SAO PAULO.- In Verônica, Daniel Senise assembles three different bodies of images: large formats made from surface monotypes—transfers of faded walls, scattered with traces of passing time—in which the emblematic interiors of great museums are shown, often with their works erased; a set of works made with a similar technique, where several images of shrouds are also reproduced as mural ruins; and finally, photographic enlargement of masterpieces, derelict reproductions, eroded by time and elements, extracted from slides that accompanied old art history books.

It is, therefore, an ambitious reflection on the place of the image—and also on the place of painting—which is consistent with the work that Senise has produced in recent years.

Images have (or have had) many places. Today, for example, one may believe that its place is virtual, digital, within the jungle of applications, the world wide web, and its social media and, therefore, one can also think that the place of the image continues to be, perhaps more than ever, a coordinate of disappearance: erasure by multiplication, death by saturation.

Another place for the image is that of the old muses: the museum, as well as the (old) art history books that contained a bonus set of slides featuring the images discussed in the texts. These books carried the portable and projectable image with them.




Let’s return to the museum, in the way that Senise (barely) lets us see it: these paintings are, in their white gravity, representations of quasi-sacred spaces, in which Daniel Senise shows us his repertoire of museums, seemingly touched by a certain nostalgia. The works of Daniel Senise may suggest that perhaps the time has come to undertake a recapitulation of what the museum, art, and the place of images have been.

Together with these impressive friezes where the images—the image of the museum—slowly, lyrically, like music, distance themselves from their place, Senise has produced another series of frieze-paintings, of walls where the mural epidermis reveals the faded image, the illustrious white stain of the famous Veronica, the Vera Icona.

Yet in Senise’s work, just like paintings are erased from the museum, or reduced to white against white, in the Veronicas only the cloth remains, which is also white, where the now faded face of Christ used to be.

It can be argued that the first image, the pillar image, or matrix of all images, is the veil stained with the face of Christ, beloved for centuries and incessantly reproduced and envied by kings and priests. It is an image made without the intervention of a human hand and is a powerful relic, thaumaturgical, miraculous, healing, apotropaic, at least within the context of Christian iconology. Its effect as the pillar or matrix image even reached Malevich, whose black square evokes the image’s cultural place.

Prodigiously, Senise has represented his Veronicas as peeling and crumbling walls, as fading friezes. Thus, painting activates its emerging potency and offers survival to the oldest—and forgotten—time, from which this archetypal image proceeds.
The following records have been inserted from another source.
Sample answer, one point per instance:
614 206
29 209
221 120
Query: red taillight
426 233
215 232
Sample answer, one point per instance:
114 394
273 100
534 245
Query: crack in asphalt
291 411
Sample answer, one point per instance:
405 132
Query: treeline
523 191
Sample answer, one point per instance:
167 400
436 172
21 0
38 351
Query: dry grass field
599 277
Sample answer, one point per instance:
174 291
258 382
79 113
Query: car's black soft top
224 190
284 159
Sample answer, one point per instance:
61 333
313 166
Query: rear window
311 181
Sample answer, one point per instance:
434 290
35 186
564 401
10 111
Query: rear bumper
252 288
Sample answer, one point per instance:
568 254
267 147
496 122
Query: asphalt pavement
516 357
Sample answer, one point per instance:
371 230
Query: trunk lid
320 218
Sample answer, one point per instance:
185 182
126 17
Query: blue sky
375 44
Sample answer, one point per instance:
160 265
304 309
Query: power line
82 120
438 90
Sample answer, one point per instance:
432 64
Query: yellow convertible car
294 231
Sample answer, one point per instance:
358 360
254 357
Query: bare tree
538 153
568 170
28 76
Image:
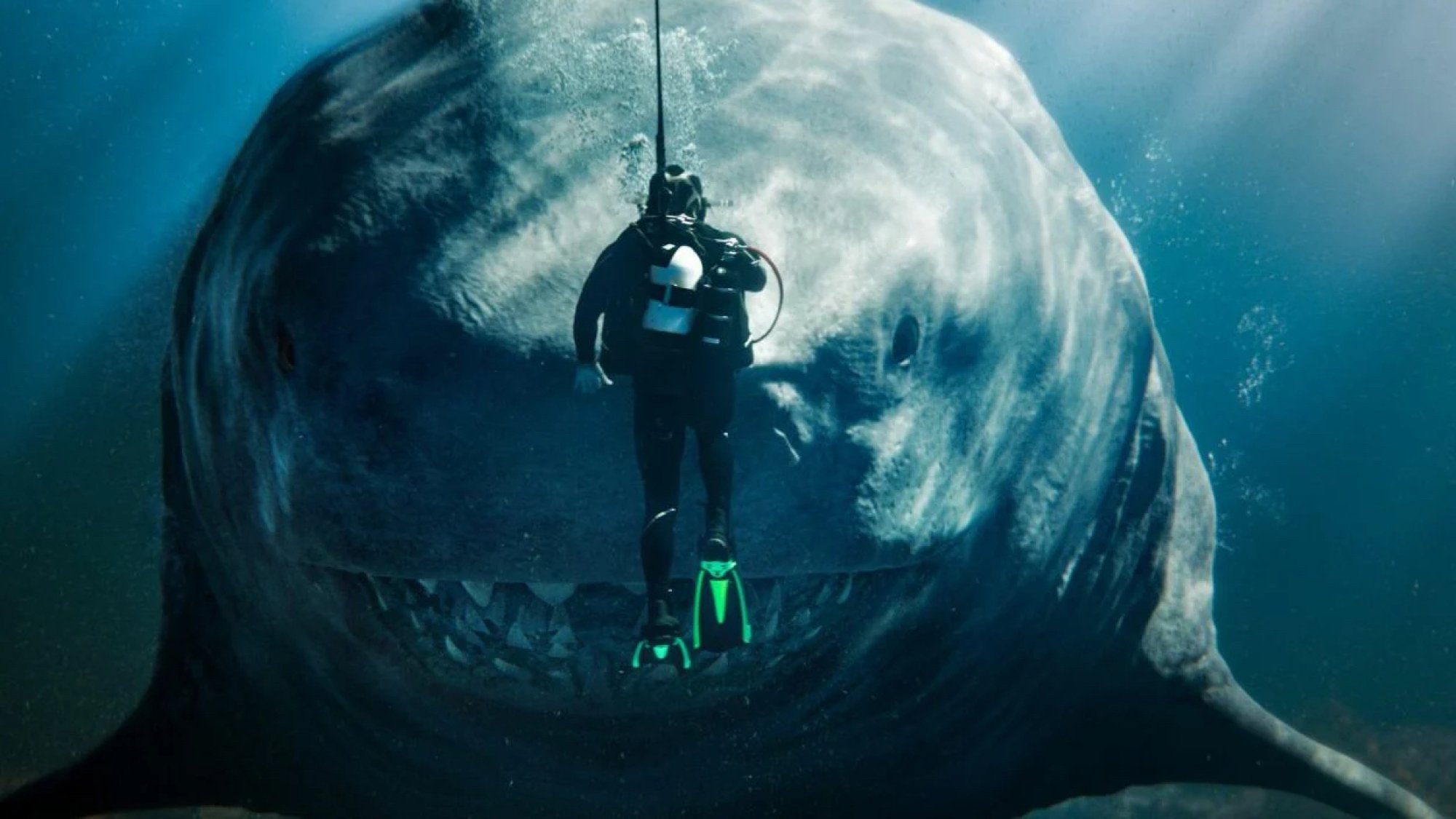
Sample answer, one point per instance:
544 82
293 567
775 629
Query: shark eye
906 341
286 353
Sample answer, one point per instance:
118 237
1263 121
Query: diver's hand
590 379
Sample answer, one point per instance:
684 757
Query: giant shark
400 554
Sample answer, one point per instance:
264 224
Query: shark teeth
455 652
571 637
553 593
480 592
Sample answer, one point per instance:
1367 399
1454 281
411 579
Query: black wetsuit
675 387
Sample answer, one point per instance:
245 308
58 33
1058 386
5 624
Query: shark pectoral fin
1250 746
1206 733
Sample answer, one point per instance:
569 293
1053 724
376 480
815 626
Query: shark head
976 532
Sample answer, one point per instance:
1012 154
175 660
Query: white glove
590 379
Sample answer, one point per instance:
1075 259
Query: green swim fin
720 608
660 643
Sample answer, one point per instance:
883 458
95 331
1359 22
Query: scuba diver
672 290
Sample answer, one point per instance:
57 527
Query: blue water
1294 209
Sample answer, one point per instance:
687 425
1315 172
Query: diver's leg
657 427
716 459
720 604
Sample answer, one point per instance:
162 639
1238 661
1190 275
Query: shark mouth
573 643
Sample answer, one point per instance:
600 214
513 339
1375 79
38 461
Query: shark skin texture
401 563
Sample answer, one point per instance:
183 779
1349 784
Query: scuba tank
672 304
723 315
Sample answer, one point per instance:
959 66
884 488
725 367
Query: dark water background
1286 171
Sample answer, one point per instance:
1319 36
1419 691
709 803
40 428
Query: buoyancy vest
687 311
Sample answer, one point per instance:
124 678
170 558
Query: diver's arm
604 280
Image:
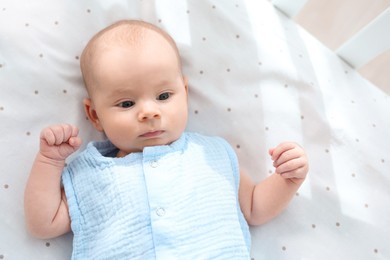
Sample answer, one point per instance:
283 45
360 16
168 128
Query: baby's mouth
152 134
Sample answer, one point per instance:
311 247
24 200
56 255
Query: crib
256 78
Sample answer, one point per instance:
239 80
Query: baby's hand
59 141
290 161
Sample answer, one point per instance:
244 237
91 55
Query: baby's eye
126 104
164 96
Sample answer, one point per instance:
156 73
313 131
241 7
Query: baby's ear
91 114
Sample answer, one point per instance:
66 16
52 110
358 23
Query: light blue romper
177 201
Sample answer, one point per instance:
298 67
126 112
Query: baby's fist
290 161
59 141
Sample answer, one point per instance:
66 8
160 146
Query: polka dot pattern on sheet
255 79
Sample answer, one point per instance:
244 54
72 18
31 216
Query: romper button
154 164
160 212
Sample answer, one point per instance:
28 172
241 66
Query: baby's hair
124 32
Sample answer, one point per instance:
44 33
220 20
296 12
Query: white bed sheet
256 79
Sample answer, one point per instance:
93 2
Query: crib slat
369 42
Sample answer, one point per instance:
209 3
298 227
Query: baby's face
140 95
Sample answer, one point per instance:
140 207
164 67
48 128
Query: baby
151 190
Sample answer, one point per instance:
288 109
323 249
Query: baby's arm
46 210
265 200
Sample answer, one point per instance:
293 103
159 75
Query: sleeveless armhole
71 199
236 171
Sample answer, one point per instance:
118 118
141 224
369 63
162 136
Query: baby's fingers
291 165
58 134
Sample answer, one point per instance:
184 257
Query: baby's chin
149 143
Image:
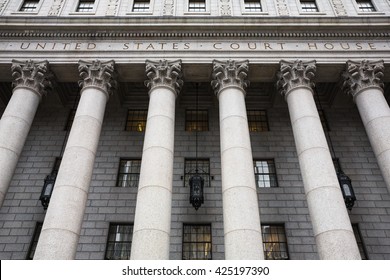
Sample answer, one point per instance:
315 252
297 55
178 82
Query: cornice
211 34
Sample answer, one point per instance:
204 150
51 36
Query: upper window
190 167
197 120
359 241
274 242
265 173
119 242
365 6
253 6
34 241
141 5
29 6
196 242
197 5
85 6
257 120
309 6
128 174
136 120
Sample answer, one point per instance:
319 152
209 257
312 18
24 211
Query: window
29 6
34 241
119 241
197 5
197 120
203 170
309 6
274 242
252 6
85 6
359 241
323 120
70 119
257 120
265 173
136 120
141 5
128 174
196 242
365 6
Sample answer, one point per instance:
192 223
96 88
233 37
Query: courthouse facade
120 103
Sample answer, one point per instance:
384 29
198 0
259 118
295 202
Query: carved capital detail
364 74
230 73
164 73
98 74
295 74
34 75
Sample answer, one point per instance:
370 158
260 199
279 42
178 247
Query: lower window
196 242
274 242
119 241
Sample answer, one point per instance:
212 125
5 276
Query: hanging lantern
346 189
196 191
47 189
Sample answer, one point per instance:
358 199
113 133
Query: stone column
331 225
152 223
62 225
31 80
363 80
241 217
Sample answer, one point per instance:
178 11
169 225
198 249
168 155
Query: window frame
274 175
188 12
209 225
130 174
206 176
115 242
143 112
203 123
38 7
278 242
257 122
34 241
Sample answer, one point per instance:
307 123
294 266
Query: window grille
119 241
265 173
197 242
274 242
128 174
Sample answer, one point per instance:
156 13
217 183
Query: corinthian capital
295 74
364 74
34 75
98 74
230 73
164 73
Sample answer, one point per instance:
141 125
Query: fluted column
31 80
152 223
331 225
364 81
62 225
241 217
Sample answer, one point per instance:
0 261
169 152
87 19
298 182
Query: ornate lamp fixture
344 180
196 181
50 179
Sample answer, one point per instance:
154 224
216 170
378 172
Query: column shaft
31 80
152 223
331 225
363 80
241 216
62 225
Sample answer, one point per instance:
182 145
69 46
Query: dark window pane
119 242
196 242
274 242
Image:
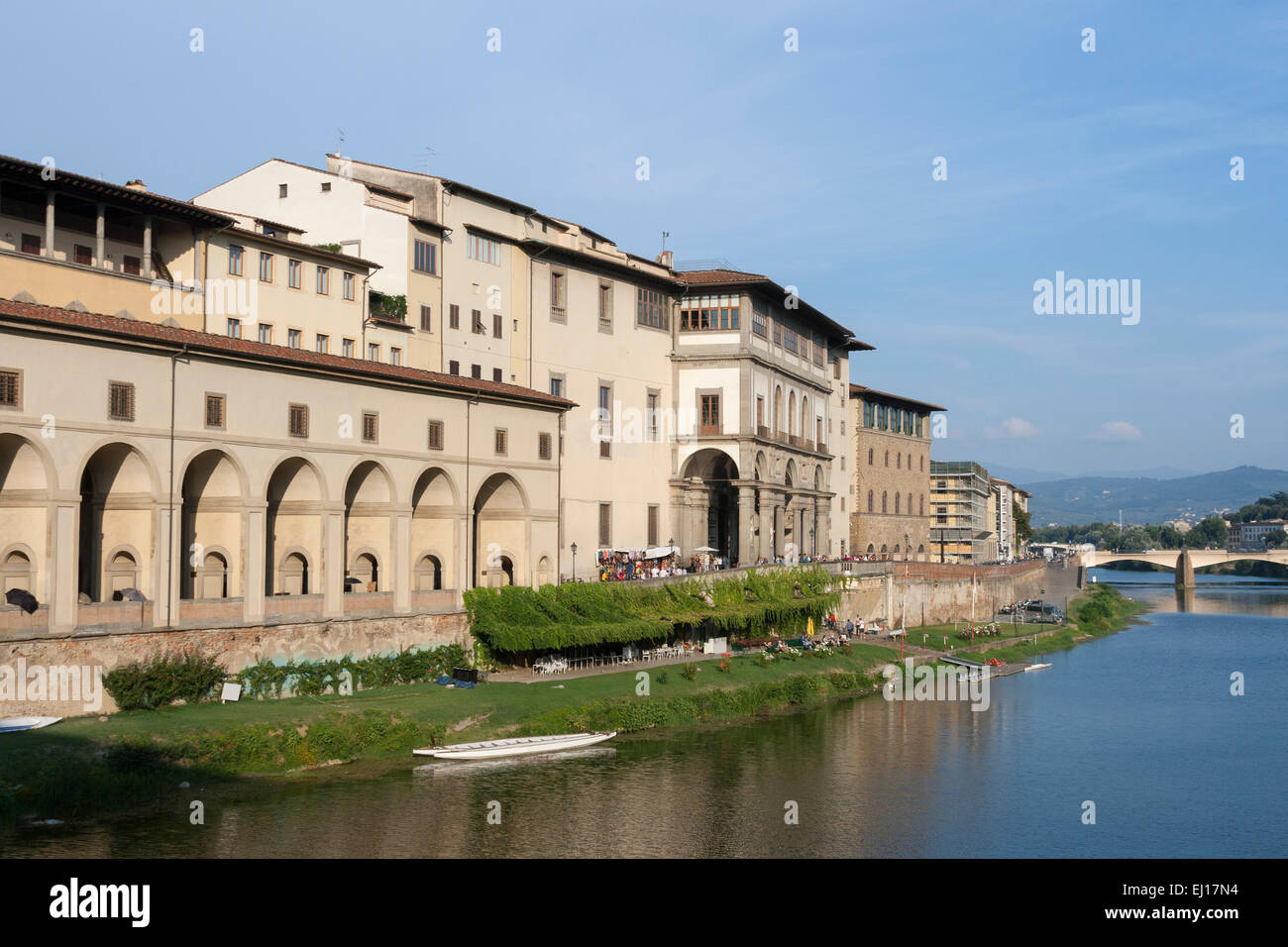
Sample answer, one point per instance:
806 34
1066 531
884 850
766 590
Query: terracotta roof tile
300 359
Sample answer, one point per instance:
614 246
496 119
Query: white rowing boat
516 746
12 724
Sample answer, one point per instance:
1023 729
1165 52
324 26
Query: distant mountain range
1078 500
1025 476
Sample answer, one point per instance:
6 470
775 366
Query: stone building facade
892 475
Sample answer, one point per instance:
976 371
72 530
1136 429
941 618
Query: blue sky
811 166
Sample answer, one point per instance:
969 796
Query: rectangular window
605 420
120 401
297 420
605 305
709 414
11 389
483 249
214 411
424 257
651 309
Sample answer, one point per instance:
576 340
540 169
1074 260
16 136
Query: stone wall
236 647
938 594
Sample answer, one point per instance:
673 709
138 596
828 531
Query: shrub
163 680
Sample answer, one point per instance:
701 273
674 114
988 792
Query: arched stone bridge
1181 561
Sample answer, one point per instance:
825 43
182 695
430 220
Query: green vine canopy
515 620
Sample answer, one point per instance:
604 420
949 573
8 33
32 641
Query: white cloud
1119 431
1012 427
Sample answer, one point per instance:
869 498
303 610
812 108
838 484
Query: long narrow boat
12 724
516 746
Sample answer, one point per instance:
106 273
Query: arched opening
719 527
429 574
498 522
294 526
210 515
121 573
434 525
294 575
368 506
210 579
117 509
17 573
366 570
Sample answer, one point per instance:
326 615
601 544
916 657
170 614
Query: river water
1142 724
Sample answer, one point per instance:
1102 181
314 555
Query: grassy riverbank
99 764
91 766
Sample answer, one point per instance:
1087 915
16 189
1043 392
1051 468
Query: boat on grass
12 724
515 746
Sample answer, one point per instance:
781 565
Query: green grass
89 764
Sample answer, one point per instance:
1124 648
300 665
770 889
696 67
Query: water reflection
1141 723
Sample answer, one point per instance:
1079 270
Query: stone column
400 565
333 564
50 224
64 575
253 564
99 235
147 248
746 551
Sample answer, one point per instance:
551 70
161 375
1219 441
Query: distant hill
1149 500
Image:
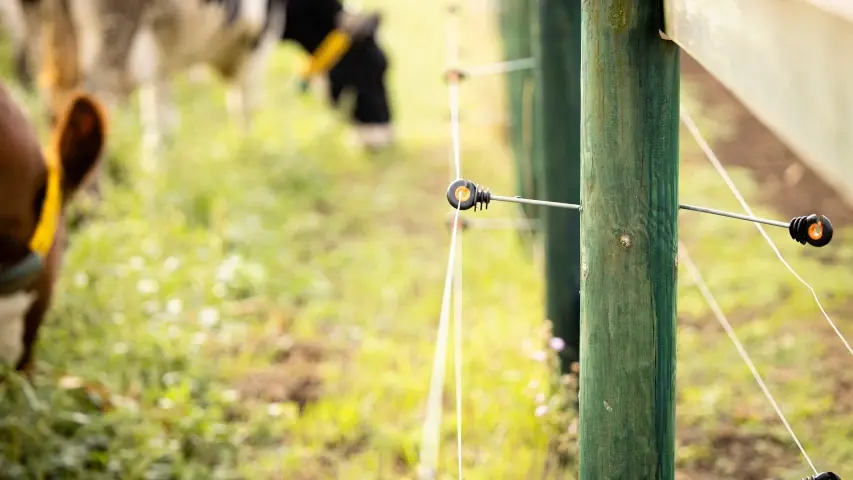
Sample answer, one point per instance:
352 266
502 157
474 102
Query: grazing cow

Because the prodigious image, created without the intervention of the human hand, was also in its oldest tale and in its legendary origin, an image on a wall, a stain on a frieze; the story says that having been sent by Christ himself to heal King Adgar, it was preserved like a treasure, buried within walls, whose thickness it then traversed imprinting itself on the mural epidermis. And this is precisely how Daniel Senise represents it in his recent works.

It can be thought that the exhibition unites both of the image’s places—the enclosure of the muses, the museum, and the archetype of the absolute image, either visible or invisible. Perhaps, what this set of extraordinary works comes to suggest, and is confirmed by the enlarged reproductions of works devoured by time in those slides, in another portable coordinate, the image carrier—the book of its history—, is that the place of the image is nothing more than the abyss of its loss, the strength with which it resists fading through time.